H. Y. Minami & Sons v. State Board of Equalization
Before: Adams
ADAMS, P. J. This is an action brought by H. Y. Minami and Sons, a copartnership composed of H. Y. Minami, H. Y. Minami, Jr., and Y. Minami, to recover taxes paid under protest. Judgment was entered in favor of defendants, and this appeal by plaintiffs followed.
Plaintiffs, during the period for which the tax was imposed, were licensed as commission merchants, dealers and brokers under the requirements of the Agricultural Code, and were engaged in the business of packing and shipping fresh vegetables grown by others in the Santa Maria Valley in Santa Barbara County. Their principal place of business was Guadalupe, in Santa Barbara County. The shipping was carried [328]on in their own trucks, their principal markets being Los Angeles, San Francisco, Sacramento and other valley towns. The ground upon which they based their action for a refund is that they transported what was exclusively their own property in motor vehicles owned and operated by them, and were therefore exempt from the taxes imposed, as the act under which they were imposed, now section 9603 of the Revenue and Taxation Code, exempts any person so doing.

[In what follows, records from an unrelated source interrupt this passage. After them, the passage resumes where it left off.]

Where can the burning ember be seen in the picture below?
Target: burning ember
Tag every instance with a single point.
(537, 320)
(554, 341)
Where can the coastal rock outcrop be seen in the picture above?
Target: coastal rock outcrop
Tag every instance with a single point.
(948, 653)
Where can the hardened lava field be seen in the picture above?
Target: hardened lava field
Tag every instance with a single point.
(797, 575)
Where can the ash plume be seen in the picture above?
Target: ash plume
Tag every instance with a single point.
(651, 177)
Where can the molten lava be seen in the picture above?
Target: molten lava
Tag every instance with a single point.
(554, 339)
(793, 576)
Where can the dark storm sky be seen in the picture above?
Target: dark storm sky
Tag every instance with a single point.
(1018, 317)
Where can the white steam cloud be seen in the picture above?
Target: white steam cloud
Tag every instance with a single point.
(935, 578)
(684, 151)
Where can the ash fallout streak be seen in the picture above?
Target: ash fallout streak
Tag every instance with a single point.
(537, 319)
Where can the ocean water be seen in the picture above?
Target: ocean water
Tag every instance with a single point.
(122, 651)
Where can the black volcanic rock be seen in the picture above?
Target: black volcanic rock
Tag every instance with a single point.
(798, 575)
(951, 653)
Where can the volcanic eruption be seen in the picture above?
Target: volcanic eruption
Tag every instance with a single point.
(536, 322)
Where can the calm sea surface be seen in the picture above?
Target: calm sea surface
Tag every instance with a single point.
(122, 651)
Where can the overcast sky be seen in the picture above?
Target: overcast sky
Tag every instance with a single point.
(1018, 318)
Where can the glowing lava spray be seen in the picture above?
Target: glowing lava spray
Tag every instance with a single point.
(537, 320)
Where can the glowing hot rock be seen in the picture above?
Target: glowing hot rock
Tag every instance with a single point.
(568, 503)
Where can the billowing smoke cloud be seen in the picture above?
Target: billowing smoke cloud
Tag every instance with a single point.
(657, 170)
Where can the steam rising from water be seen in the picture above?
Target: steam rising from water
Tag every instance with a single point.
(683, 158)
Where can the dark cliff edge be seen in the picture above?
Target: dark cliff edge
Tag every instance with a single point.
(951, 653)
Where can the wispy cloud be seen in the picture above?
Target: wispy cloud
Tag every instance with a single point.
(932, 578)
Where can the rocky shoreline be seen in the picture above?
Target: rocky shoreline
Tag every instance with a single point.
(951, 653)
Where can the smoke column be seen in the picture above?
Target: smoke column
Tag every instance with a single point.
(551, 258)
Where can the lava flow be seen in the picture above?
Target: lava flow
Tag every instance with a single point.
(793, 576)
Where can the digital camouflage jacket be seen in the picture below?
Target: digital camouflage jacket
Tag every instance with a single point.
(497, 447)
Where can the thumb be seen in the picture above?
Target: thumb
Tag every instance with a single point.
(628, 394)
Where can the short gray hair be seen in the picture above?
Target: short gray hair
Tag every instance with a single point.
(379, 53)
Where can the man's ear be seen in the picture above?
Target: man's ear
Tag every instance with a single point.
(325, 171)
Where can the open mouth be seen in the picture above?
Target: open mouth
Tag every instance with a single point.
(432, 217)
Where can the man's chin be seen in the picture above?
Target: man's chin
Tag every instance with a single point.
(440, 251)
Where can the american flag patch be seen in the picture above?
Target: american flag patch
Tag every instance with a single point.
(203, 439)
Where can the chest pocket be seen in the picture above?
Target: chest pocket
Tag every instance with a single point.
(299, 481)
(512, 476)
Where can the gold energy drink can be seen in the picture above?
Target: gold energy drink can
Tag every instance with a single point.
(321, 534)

The only question presented here is whether appellants brought themselves within the said exemption by establishing that the garden produce which they transported was their own property or whether such produce belonged to the growers and was transported by appellants on consignment for sale. Shipments consisted mainly of dry pack, ’ ’ to wit, produce picked in the field and shipped without further processing. The trial court, on conflicting evidence, found that the agreements between the growers and appellants, which were oral, were that the grower was to receive an amount to be determined on the basis of the Los Angeles local markets, and that the transactions were consignments to appellants for sales and not sales.
Appellants’ counsel argues with great earnestness that the evidence shows that appellants were the owners of the produce shipped, and that the judgment of the trial court should be reversed upon the ground that it is not supported by the evidence. But this court is bound by the rule that before an appellate tribunal is justified in reversing a judgment upon the ground of the insufficiency of the evidence, it must appear from the record that, accepting the full force of the evidence adduced, together with every inference favorable to the prevailing party which may be drawn therefrom, and, excluding all evidence in conflict therewith, the law precludes such prevailing party from recovering a judgment; that every favorable inference and presumption which fairly may be deduced from the evidence should be resolved in favor of the prevailing party, that such party’s evidence must, ordinarily, be accepted as true, and that evidence which is contradictory must be disregarded. (See Macaulay v. Booth, 53 Cal.App.2d 757, 761 [128 P.2d 386]; Singh v. Corbin, 65 Cal.App.2d 105, 108 [148 P.2d 866] ; Gray v. Hartman, 73 Cal.App.2d 401, 405 [166 P.2d 374]; Tanner v. Sherman, 67 Cal.App.2d 586, 588 [154 P.2d 906].)